A human’s vainest yearning is our wish to be remembered long after we are gone: to leave behind us on Earth some marker that will remind our descendants, into eternity, that we passed this way.

Actually, most of us can’t expect to be remembered beyond the third or fourth generation; and not even then, unless we are especially good, and leave a lot of land and money; or especially bad, and become a legend.

But the yearning cannot be repressed. That’s why blogs like this one exist, graveyards prosper, and the profession of tombstone cutters still exists.

The record of our presence on Earth is so brief – only a few thousand years – that we still have the illusion that our heroes will be remembered for all time; that they will remain forever in the human consciousness through the monuments erected in their honor.

Thus, we will forever seek travel with efforts of never forgetting the brooding Lincoln of the Memorial; the victorious Nelson of Trafalgar Square; the serene Ramses the Great, contemplating the known world from his four colossal statues at Abu Simbel; the imperial Marcus Aurelius, forever mounted on his bronze steed in Michaelangelo’s piazza; and, carved for the ages in the granite of Mt Rushmore, the faces of Washington, Jefferson, Lincoln and my best friend Teddy.

But, alas, the faces of Mt Rushmore will be worn away, too, one day, even as the mountains themselves are leveled by the tears of time. Trafalgar Square will someday be dug up by archeologists who will come upon the vain little human in the admiral’s hat and say, “And who was this funny-looking human?”; our brooding Lincoln will be pulverized, perhaps in the first intercontinental nuclear mistake; Ramses in time will surrender to the encroaching freeze of the nuclear night; and the Rome of Marcus Aurelius will lie nine cities down, like Troy.

How, then, are we to leave our mark, never to be forgotten? A fellow writer Will thinks he has found the answer. He has sent me a little leaflet advertising, “The Gift That Lasts Forever.”

For $85-send your money in with the ad (and your $4 discount) – you can have a STAR – a real star – named for you or for anyone else you name.

I had heard a few pitches for this old scheme on the radio, but haven’t actually seen it in writing before. Here it is:

“Imagine the unending Cosmos, linked for eternity with the name of someone you love. Now, honor yourself, your children, parents, or that special someone by having the International Star Registry name a real star after them. The name you select will be permanently recorded in the Copyright Office of the Outlet Library of Congress, and in the Registry’s vaults in Switzerland.

“The recipient of your unique gift will receive a 12” by 16” hand-scripted parchment, two chants with sky charts, and the actual telescope coordinates for locating your star in the night sky. All sent in a sturdy gift box along with the bookley ‘Our Place in the Cosmos…’

“Follow in the footsteps of great people who already have their place in the stars: Kim Kardashian, Bruce Willis, and Michael Jackson are among the many…”

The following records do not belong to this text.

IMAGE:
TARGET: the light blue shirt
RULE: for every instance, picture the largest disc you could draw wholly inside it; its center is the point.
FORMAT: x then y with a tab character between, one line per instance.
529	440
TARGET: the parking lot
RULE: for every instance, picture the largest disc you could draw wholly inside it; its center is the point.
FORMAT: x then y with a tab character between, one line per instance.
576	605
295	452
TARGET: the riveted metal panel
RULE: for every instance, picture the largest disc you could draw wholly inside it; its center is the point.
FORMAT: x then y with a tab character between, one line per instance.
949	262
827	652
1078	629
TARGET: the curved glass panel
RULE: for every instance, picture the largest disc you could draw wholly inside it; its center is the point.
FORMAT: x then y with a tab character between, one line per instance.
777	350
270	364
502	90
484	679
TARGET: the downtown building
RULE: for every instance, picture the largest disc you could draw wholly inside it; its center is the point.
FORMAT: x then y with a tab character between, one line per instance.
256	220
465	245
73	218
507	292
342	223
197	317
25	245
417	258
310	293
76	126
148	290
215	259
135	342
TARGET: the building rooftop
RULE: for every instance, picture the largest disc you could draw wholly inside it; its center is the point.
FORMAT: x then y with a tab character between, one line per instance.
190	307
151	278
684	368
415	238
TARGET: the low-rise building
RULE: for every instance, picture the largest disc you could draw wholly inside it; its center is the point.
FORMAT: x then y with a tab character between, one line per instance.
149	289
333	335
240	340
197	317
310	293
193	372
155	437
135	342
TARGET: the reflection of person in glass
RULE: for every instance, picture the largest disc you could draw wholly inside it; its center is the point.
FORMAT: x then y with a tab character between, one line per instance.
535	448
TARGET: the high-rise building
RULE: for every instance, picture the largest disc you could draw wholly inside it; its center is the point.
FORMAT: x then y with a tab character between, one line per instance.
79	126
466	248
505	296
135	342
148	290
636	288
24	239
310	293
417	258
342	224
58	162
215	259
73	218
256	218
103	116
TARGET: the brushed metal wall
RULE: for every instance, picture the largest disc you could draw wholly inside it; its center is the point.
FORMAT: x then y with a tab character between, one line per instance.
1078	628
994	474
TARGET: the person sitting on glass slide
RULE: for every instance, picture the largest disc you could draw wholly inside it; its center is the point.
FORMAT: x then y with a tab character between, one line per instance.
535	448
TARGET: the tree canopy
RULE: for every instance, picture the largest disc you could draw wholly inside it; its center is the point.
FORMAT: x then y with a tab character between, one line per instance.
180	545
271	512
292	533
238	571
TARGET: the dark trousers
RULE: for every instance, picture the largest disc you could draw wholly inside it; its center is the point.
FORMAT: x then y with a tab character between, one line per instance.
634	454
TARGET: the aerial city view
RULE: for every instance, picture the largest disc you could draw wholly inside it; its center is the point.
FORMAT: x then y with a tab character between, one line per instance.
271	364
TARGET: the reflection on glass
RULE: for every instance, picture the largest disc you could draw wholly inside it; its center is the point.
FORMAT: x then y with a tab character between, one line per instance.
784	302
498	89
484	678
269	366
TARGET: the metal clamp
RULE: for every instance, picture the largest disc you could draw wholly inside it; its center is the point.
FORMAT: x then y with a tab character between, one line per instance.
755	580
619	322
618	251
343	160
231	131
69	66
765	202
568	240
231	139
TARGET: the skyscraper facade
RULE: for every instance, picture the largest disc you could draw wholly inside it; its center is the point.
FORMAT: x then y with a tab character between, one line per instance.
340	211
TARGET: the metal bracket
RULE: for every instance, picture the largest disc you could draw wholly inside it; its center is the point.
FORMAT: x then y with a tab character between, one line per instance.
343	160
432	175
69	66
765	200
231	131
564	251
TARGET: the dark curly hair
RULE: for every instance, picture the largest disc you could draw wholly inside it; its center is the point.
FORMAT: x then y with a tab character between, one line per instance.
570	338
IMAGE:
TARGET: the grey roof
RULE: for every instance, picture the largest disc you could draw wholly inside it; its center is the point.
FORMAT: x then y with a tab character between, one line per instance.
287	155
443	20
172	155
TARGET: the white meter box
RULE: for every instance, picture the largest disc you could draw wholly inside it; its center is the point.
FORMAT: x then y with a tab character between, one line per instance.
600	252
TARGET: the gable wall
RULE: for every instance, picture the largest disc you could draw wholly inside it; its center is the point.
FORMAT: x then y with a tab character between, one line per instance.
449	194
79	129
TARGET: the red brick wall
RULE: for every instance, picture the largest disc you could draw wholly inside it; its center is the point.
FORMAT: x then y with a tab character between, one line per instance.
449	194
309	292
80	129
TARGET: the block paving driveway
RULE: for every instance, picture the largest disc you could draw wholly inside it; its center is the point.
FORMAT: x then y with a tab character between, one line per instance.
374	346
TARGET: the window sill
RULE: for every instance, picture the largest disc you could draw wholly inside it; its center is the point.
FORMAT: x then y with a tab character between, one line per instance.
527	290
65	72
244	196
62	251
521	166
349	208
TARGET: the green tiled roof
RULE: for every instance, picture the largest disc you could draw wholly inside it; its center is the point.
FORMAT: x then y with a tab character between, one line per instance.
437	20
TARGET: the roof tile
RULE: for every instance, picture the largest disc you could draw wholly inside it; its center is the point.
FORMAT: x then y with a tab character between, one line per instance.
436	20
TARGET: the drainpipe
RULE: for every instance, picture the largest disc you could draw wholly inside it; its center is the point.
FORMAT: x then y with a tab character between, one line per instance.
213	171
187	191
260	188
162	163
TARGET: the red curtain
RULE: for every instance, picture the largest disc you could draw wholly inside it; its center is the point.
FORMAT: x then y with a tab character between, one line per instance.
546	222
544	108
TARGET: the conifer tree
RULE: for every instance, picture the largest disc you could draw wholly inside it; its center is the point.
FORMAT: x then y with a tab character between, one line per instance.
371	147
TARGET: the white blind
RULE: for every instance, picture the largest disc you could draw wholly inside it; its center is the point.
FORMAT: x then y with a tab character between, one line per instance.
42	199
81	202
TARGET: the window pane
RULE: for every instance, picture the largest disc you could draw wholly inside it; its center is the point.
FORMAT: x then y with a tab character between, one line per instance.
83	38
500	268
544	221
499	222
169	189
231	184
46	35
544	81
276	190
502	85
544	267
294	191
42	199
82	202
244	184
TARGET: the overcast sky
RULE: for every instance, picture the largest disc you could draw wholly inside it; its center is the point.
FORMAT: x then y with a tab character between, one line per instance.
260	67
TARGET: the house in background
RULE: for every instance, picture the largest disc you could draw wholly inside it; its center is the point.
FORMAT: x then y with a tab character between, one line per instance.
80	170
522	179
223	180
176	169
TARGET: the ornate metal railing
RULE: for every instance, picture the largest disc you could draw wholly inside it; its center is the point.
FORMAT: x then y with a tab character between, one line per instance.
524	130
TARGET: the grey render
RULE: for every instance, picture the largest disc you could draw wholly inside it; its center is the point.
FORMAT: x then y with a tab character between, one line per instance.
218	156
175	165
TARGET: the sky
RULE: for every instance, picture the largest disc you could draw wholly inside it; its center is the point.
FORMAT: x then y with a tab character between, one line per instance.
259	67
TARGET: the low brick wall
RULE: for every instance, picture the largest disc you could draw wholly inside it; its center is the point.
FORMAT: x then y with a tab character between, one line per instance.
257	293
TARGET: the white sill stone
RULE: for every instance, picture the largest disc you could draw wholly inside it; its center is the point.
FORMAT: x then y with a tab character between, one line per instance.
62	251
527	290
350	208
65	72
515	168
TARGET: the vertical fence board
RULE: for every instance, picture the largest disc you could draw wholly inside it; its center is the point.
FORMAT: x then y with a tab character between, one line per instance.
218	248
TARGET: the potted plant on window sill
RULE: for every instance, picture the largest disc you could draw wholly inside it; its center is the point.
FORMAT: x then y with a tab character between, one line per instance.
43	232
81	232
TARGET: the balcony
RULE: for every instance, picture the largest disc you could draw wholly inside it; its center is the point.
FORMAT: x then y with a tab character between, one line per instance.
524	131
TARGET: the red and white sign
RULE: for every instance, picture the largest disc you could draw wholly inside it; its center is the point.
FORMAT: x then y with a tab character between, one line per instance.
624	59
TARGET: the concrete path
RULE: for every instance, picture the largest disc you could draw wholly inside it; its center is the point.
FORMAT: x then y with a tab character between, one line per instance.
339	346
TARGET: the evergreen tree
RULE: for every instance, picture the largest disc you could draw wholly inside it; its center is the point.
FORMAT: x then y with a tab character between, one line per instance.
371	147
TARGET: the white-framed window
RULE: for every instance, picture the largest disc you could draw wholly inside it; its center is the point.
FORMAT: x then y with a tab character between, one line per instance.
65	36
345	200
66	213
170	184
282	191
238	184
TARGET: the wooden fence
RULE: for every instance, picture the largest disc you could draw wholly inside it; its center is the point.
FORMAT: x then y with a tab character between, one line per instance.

At first glance it’s a staggering idea.

Imagine looking out into the black night and seeing a distant star blinking at you and being able to say, “That’s my star – that’s Steph Bird!”

It might seem funny calling a star anything as plain as Steph Bird, compared with Alpha Centauri, Sirius, Groombridge, Epsilon Indi, and even, for that matter, Kim Kardashian.

Just imagine, having a star with your name burning out there in space, forever, twinkling out your message to the Earth: Steph Bird is here!

But it’s hard to imagine there being very many of anything as big as stars. Don’t worry, Carl Sagan tell us, in “Cosmos,” that there are more stars in the cosmos that there are grains of sand on all the beaches of the world. At least.

A galaxy is composed of billions upon billions of stars; our own Milky Way of a galaxy has about 100 billion; and there are some 100 billion galaxies. So there are plenty of stars to go around, although you can’t expect to see your own star every night.

But what about permanence? Will it hang out there for you forever, a great glowing ball of hydrogen and helium, burning at 40 million degrees at its core throughout eternity? No, alas; in time even the brightest star will burn itself out from all the constant internal combustion and radiation, and collapse inward into a hard hot mass called a white dwarf, or worse, a black hole.

In it’s death throes, even our sun, like other stars, will flare out into a red giant, engulfing the nearer plants and perhaps even the Earth – at last melting our icecaps, boiling our oceans and roasting us all, together with our little houses, institutions and monuments.

So even the stars are doomed; and there isn’t much point in having one named for you if it’s just going to burn out on you.

Anyway, International Star Registry has been discredited by astronomers, who say that only the International Astronomical Union can name stars..(LOL) and that people who pay for a star named after them might as well throw their money into a black hole, which is nothing but a very dead, very dense star.

I think what I’ll do, for my own immortality, is go down to the beach today and find a likely looking grain of sand, name it Steph Bird, then throw it back in.